Le bélilli s’emploie avec succès pour la guérison de certaines fièvres putrides qui régnent dans les Îles de Timor & de Solor, principalement vers le temps qu’on y coupe le bois de santal, dont l’odeur forte contribue beaucoup à cette maladie. Le bélilli fait aussi merveille dans la pleurésie, sur-tout si on le mêle avec le bois que les Portugais nomment Pao de pontado. Pline attribue la même propriété au téthyon. Le bélilli réussit encore dans certaine jaunisse des Indes appelée pitar, & qui se manifeste par la couleur jaune des yeux, de la langue & des ongles, ainsi que par la bouffissure du visage & des pieds. Le mordéchi, dangereuse espèce de cholera morbus, propre des Indes, est calmé par le bélilli, qui généralement, comme le téthyon dans Pline, soulage toutes sortes de coliques.
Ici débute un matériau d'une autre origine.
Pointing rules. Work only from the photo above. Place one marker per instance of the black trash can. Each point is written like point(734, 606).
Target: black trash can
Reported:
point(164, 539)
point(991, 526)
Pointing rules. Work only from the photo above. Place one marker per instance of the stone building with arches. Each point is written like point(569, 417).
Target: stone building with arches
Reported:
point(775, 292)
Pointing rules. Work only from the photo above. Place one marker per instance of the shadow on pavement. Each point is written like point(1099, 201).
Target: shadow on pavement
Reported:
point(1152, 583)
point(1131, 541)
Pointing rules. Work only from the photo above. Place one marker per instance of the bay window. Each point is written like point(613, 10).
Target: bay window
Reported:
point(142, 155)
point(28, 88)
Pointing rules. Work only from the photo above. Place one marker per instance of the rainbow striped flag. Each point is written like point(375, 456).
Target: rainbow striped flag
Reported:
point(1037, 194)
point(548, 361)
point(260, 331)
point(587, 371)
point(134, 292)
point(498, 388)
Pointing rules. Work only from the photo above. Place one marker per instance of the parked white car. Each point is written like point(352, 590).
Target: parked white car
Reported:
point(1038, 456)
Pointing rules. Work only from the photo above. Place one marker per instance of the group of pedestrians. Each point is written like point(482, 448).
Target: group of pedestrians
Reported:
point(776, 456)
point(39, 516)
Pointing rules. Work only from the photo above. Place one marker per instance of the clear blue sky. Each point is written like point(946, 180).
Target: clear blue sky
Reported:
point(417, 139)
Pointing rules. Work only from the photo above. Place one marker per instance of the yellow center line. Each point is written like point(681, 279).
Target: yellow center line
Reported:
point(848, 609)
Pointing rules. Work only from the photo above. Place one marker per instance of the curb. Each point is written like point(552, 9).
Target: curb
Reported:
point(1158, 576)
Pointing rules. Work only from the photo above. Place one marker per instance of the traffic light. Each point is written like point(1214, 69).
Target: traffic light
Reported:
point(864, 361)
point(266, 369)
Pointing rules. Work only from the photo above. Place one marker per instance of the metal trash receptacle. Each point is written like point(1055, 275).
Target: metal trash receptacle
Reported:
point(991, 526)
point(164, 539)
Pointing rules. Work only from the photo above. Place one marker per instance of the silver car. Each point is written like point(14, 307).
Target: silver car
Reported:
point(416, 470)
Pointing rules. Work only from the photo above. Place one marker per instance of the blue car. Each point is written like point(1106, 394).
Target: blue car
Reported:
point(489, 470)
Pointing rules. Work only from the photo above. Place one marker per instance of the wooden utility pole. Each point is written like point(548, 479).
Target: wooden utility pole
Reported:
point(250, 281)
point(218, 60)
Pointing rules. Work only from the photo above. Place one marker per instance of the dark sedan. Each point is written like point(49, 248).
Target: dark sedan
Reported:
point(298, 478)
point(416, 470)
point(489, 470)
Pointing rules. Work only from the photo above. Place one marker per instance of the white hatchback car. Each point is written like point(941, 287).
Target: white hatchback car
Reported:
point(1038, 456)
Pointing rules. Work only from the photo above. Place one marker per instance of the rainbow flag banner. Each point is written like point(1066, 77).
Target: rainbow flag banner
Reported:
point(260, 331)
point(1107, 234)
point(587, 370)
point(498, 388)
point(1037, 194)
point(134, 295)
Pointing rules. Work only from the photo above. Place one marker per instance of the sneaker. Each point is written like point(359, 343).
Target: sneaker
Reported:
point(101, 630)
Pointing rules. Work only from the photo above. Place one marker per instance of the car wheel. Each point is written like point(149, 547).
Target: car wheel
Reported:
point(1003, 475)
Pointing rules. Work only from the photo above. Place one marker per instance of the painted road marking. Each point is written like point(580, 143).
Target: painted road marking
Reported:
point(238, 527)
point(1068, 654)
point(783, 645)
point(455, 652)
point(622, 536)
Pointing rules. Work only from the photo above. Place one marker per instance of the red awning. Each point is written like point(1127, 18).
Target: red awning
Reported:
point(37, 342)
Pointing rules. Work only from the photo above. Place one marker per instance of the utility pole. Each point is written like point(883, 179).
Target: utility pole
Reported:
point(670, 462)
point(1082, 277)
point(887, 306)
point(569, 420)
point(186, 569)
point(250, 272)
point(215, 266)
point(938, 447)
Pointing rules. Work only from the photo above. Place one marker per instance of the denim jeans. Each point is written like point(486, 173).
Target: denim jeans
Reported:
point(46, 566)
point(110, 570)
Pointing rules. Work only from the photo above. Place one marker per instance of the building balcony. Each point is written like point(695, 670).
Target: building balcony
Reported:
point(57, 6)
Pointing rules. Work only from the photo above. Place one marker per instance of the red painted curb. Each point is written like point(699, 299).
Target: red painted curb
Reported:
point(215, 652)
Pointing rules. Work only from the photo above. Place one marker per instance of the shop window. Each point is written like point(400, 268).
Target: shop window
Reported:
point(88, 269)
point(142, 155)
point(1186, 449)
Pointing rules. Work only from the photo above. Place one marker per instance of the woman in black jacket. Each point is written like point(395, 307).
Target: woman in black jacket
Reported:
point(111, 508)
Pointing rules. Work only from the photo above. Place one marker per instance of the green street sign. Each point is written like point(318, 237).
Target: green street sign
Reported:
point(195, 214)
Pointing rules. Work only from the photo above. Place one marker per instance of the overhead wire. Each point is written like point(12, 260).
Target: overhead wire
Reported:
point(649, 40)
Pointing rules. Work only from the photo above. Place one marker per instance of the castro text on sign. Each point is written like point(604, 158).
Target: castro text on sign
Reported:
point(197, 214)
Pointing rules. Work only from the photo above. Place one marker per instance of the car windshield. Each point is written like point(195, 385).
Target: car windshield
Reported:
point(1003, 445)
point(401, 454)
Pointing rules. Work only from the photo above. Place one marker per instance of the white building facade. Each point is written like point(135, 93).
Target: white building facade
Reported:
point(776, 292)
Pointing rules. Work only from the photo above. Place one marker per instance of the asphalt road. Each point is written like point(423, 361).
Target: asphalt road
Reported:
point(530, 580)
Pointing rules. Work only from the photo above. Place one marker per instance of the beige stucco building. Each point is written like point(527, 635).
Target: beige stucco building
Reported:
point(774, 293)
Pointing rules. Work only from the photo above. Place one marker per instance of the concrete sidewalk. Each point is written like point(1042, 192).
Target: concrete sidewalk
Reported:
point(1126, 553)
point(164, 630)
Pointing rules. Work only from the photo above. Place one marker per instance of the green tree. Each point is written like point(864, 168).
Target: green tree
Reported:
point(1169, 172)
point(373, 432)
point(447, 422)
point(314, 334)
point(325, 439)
Il guérit aussi l’atrophie causée par des obstructions : il nettoie les reins, sur-tout étant pris dans une infusion de gramen cruciatum, lorsqu’il s’agit de gravelle. Il est encore bon dans l’asthme ; mais alors, si peu de temps après on prend quelque acide, il est mortel. C’est un excellent antidote, égal à la thériaque, si on le mêle avec la racine de lassa radja. Enfin il est infaillible dans les hémorrhagies.

La manière de le prendre est d’en couper une rouelle de l’épaisseur d’une lame de couteau, de la mettre en poudre, & de la battre dans du vin. Pour la fièvre, on le prend simplement dans de l’eau, il produit une sueur abondante.